Mr. Jaffer and his wife, the former Tory MP Helena Guergis, were embroiled in a series of allegations of unregistered lobbying and favouritism. In Mr. Jaffer’s case, police slapped on drug charges against the former Conservative MP, which were later dropped.

Ms. Guergis, however, resigned as minister for the status of women and was ejected from the Conservative caucus. Although she was quickly cleared of any wrongdoing by the RCMP, the party rejected her pleas to return to the fold. The Prime Minister was accused of having a double standard, given that other MPs who faced allegations of wrongdoing, including former foreign affairs minister Maxime Bernier, were allowed to remain in caucus.

The Official Opposition now says it wants Stephen Harper to deliver on his promise to clean up Ottawa – even when it’s his minister who is at fault.

“Is he going to stand by his minister and say this old pals backroom politics is the way they do business? Or is he going to make an example of his minister?” NDP ethics critic Charlie Angus told The Globe.

“The Conservatives think there are one set of rules for them and another set of rules for everybody else,” Mr. Angus added. “There are serious dollars tried to this portfolio and this minister should definitely have known better.”

Former MP Marlene Jennings complained to the Ethics Commissioner, prompting the investigation in 2010. At the time, Mr.

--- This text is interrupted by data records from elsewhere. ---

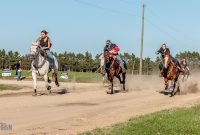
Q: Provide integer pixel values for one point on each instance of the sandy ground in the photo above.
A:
(86, 106)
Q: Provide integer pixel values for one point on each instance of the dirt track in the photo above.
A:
(86, 106)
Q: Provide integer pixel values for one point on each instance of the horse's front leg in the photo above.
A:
(112, 91)
(166, 83)
(34, 76)
(47, 83)
(56, 80)
(124, 80)
(173, 91)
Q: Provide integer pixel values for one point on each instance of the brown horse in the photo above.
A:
(171, 72)
(113, 69)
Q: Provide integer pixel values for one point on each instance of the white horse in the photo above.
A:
(40, 65)
(102, 68)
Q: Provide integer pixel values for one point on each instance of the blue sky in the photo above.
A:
(85, 25)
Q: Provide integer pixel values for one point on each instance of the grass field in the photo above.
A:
(80, 77)
(170, 122)
(10, 87)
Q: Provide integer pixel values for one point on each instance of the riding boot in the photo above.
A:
(123, 68)
(161, 73)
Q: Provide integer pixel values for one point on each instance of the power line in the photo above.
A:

Paradis issued a statement arguing that the Quebec Liberal’s allegations were “entirely bogus.”

Later, the minister admitted Mr. Jaffer called him in August of 2009 to discuss a proposal to install solar panels atop federal government buildings. In spite of the ongoing investigation against him and widespread criticism from opposition parties, Mr. Paradis was promoted to the high profile Industry portfolio by Prime Minister Stephen Harper after the May federal election.

Mr. Paradis and the Prime Minister’s office did not immediately return calls for comment on the Ethics Commissioner’s report.